# First Time Doing a Cycle



## herefishyfishyfishy (Nov 28, 2015)

Good morning everyone! So I started my first cycle last night on my 36 gallon. I used about 1 teaspoon of fish flakes since I had no access to pure ammonia. My question is, would it be ok to switch to ammonia if i can find it? Or do I have to continue with the flakes since that's what I put in yesterday? Will adding pure ammonia on top of the food make the levels skyrocket beyond control? I know cycling takes a while, I just don't want to continue with flakes if that takes so much longer than using ammonia. Thanks for your help!


----------



## Chillwill007 (Aug 20, 2010)

Yea doing it with food takes lot longer. And it doesn't matter if you switch. Other thing that I think k is much easier is to just drop a frozen shrimp in there but in a mesh bag or pantyhose. That way your not having to remember to put something in. When I did that I just put it in and waited till it was all dissolved and mucusy to even start checking.


----------



## Summer (Oct 3, 2011)

You can switch.
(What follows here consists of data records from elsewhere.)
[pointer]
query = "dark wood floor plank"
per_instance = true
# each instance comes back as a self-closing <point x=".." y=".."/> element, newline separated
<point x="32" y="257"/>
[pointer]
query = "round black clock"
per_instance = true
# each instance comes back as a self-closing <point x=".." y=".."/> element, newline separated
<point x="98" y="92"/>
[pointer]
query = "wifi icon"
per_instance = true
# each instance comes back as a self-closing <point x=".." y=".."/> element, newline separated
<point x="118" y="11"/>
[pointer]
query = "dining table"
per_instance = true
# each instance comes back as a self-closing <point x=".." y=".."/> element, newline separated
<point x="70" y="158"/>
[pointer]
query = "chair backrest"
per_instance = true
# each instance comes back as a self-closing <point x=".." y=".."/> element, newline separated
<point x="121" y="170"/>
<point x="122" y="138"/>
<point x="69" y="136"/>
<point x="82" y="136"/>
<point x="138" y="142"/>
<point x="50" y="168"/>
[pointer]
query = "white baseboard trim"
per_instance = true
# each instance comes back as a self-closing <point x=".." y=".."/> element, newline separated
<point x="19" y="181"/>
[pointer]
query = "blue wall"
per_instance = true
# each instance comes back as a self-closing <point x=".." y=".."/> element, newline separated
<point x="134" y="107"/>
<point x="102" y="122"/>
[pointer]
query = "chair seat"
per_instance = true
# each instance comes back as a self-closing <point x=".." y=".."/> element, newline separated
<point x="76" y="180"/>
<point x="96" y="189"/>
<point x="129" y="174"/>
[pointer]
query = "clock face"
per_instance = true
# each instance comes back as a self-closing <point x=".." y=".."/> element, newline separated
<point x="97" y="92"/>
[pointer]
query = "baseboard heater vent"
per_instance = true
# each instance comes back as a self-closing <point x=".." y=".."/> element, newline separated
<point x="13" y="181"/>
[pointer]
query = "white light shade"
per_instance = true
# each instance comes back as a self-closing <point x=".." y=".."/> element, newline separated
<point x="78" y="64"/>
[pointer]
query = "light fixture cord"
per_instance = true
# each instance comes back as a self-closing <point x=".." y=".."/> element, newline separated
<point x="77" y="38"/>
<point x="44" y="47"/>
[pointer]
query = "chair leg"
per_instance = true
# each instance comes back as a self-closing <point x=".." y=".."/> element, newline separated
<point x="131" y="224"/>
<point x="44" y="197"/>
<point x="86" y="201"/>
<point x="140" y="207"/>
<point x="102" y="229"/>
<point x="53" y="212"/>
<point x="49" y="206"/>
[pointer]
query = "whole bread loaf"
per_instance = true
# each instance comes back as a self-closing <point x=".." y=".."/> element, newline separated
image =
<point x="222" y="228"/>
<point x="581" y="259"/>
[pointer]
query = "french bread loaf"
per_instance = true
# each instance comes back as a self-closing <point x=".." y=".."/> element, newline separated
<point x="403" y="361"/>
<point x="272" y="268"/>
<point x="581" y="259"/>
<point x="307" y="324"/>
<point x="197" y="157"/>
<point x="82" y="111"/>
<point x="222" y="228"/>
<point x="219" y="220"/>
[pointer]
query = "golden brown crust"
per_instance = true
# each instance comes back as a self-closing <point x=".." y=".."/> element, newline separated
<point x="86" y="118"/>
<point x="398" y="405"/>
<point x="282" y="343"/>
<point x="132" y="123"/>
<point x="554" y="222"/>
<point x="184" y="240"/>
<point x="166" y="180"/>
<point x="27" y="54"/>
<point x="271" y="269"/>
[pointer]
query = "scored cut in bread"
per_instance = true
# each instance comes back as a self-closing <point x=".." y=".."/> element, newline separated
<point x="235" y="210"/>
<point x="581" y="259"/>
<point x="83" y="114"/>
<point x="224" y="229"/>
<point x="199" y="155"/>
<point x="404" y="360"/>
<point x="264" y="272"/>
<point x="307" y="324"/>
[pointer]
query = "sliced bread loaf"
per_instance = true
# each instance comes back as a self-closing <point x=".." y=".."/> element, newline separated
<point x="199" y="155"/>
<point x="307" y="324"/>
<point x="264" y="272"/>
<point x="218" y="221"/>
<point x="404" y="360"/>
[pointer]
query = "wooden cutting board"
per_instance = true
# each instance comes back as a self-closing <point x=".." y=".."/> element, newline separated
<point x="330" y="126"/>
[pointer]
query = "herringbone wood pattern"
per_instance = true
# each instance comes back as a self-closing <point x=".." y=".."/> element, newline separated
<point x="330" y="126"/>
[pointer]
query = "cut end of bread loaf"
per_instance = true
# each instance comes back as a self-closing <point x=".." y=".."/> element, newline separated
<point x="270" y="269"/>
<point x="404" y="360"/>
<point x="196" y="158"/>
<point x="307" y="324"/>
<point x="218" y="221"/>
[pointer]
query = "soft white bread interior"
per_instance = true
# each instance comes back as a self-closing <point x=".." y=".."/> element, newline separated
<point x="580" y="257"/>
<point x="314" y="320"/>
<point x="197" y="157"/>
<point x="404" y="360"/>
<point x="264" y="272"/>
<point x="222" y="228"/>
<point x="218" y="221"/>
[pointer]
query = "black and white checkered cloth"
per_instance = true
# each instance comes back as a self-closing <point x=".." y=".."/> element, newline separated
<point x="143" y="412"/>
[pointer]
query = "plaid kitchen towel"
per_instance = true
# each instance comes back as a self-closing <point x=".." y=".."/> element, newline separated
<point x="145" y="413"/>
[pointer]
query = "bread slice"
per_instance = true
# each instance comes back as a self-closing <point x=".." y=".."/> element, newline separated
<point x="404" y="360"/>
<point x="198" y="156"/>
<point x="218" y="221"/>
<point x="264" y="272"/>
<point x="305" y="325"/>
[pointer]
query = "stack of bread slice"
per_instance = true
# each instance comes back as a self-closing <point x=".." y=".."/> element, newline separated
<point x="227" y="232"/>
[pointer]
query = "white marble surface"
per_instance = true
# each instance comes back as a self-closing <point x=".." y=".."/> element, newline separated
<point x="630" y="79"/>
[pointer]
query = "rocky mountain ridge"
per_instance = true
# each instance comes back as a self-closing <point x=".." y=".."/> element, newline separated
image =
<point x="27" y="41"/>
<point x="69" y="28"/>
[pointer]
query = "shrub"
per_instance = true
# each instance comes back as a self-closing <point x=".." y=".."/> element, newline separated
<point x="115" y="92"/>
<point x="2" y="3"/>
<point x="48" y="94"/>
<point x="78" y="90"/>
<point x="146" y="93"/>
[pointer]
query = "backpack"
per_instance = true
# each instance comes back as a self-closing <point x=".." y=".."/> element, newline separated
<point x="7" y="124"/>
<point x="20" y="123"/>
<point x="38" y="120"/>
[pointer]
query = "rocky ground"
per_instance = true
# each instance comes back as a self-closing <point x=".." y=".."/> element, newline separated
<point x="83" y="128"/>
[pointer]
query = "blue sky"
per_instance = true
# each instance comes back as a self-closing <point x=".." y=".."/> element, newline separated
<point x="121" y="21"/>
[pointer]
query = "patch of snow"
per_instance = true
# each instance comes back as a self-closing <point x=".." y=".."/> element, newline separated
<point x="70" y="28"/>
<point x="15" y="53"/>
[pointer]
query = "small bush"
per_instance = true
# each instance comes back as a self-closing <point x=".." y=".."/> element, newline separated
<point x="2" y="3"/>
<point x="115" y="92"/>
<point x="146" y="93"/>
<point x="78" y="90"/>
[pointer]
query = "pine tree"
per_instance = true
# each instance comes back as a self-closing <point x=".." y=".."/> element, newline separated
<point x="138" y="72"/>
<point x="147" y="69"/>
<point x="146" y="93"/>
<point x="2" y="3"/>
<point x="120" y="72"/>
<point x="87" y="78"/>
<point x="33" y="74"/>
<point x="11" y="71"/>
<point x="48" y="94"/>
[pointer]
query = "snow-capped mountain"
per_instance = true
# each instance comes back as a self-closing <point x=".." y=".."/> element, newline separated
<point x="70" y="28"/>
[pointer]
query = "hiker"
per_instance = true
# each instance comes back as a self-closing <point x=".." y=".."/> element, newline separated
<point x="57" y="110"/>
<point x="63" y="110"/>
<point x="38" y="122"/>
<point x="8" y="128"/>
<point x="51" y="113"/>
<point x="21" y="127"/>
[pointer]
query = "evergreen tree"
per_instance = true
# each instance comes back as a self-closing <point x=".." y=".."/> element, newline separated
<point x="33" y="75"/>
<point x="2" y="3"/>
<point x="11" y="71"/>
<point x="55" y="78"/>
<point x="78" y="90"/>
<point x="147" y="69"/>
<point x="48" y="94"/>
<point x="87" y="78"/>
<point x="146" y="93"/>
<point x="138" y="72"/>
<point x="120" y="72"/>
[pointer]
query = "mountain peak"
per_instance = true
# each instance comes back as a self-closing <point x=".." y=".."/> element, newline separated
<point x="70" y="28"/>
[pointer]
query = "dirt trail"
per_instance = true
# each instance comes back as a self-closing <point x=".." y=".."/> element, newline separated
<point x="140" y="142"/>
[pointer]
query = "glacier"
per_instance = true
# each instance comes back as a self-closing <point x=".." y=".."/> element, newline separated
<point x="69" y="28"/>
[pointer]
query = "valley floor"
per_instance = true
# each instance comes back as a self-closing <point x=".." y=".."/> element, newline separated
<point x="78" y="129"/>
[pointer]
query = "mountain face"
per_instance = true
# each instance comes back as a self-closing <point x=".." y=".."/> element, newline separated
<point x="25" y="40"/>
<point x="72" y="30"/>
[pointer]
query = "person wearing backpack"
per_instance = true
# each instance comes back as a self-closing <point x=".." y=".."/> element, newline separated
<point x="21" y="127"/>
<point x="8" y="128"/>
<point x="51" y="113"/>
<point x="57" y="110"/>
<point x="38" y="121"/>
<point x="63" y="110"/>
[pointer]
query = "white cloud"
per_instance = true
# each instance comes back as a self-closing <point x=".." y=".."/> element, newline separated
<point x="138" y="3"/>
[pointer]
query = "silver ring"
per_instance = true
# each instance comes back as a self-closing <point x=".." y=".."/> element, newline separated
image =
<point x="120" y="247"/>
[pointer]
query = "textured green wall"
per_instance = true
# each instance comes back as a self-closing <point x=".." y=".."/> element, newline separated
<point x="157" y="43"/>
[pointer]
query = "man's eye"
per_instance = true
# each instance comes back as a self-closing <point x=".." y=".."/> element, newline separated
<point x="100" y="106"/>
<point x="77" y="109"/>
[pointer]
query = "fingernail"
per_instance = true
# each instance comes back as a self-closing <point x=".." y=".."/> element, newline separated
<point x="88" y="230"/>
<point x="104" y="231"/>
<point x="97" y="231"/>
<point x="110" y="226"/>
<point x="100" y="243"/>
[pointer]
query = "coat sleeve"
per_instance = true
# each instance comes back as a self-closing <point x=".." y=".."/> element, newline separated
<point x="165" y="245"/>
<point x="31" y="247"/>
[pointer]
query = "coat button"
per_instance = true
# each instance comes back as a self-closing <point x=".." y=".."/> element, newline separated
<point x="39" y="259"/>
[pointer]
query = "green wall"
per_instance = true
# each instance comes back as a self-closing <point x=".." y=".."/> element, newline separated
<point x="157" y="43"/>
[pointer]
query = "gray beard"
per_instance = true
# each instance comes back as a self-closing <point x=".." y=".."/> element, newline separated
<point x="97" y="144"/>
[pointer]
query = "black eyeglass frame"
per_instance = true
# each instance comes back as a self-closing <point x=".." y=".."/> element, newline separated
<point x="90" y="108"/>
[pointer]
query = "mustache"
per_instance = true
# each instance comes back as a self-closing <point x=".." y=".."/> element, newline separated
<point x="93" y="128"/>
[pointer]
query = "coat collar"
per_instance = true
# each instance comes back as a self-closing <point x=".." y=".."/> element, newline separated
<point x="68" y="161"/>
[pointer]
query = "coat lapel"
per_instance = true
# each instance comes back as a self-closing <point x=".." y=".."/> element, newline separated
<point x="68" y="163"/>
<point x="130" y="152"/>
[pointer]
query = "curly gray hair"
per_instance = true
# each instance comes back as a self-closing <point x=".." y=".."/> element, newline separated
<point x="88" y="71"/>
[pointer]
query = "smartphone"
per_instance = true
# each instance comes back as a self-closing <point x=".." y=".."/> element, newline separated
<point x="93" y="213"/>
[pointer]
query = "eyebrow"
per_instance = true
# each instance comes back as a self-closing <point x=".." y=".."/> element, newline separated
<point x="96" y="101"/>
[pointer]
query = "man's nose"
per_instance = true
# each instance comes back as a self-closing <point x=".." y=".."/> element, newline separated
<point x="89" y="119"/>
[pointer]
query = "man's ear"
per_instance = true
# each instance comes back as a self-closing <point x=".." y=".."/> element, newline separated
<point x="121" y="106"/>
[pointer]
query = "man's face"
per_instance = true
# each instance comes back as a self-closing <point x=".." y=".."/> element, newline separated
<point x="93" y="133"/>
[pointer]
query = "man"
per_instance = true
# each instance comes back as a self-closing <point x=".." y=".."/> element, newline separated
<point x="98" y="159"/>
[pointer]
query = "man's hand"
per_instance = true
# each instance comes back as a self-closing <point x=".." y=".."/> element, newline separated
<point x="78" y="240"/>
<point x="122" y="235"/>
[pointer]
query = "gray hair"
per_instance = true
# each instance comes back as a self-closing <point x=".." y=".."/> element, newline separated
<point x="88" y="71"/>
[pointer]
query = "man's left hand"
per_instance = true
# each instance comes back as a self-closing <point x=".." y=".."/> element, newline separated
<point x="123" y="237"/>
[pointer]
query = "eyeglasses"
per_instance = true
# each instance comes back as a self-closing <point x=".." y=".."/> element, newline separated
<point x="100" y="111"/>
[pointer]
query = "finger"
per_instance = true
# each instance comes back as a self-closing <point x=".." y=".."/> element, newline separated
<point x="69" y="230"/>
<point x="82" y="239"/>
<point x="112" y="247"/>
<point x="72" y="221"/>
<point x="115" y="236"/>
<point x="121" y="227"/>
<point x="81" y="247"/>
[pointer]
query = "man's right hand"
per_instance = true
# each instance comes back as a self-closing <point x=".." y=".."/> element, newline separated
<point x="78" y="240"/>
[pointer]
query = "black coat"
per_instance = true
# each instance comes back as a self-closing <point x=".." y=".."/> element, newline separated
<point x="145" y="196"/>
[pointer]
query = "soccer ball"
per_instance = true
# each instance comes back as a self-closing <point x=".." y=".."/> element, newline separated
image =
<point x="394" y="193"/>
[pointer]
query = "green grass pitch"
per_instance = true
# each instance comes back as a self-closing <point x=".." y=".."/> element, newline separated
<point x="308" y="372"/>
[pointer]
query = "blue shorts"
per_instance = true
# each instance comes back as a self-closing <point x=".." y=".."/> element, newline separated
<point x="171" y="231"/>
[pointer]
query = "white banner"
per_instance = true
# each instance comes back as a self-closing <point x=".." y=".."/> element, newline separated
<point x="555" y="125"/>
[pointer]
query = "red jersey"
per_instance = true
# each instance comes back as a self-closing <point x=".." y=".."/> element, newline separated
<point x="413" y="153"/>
Just about any dollar store will have pure ammonia in their cleaning section for a dollar or two.


----------



## Summer (Oct 3, 2011)

Also know people who toss a raw piece of shrimp in to kick start things


----------



## herefishyfishyfishy (Nov 28, 2015)

Well after an hour & half of driving around town, I finally found ammonia!! I put it in my tank almost 2 hours ago & I've got a reading! .5 ppm


----------



## Summer (Oct 3, 2011)

you want to dose it to read 4ppm


----------



## herefishyfishyfishy (Nov 28, 2015)

It's at 4 now! So I guess now I wait.


----------



## Summer (Oct 3, 2011)

Its a tedious process, I usually break it up by planting and scaping, but since you're all "I hate green" I guess you have a month or so off waiting  (just pickin on ya) If you want to speed it up get some used filter media from a known source (somewhere you're sure doesnt have diseases--not petco or walmart) and you can cycle basically in a day or so


----------



## herefishyfishyfishy (Nov 28, 2015)

I'll definitely look into that. I don't know anyone with a tank & all I have in my town is petsmart/petco. I did get some seachem stability which claims to introduce bacteria quickly. I'll used it last night & tonight. We'll see how that works. & in the meantime I'm researching fish compatibility.


----------



## Summer (Oct 3, 2011)

This is a subject of many a debate, But I truly dont trust bacteria in a bottle gimmicks. Just be sure your tank shows 0 ammonia, 0 nitrite before you become a believer.


----------



## herefishyfishyfishy (Nov 28, 2015)

I figured what the hey. There's no fish in there for me to kill so why not. So now that I've got ammonia & "bacteria" how long should I expect before I see nitrite levels?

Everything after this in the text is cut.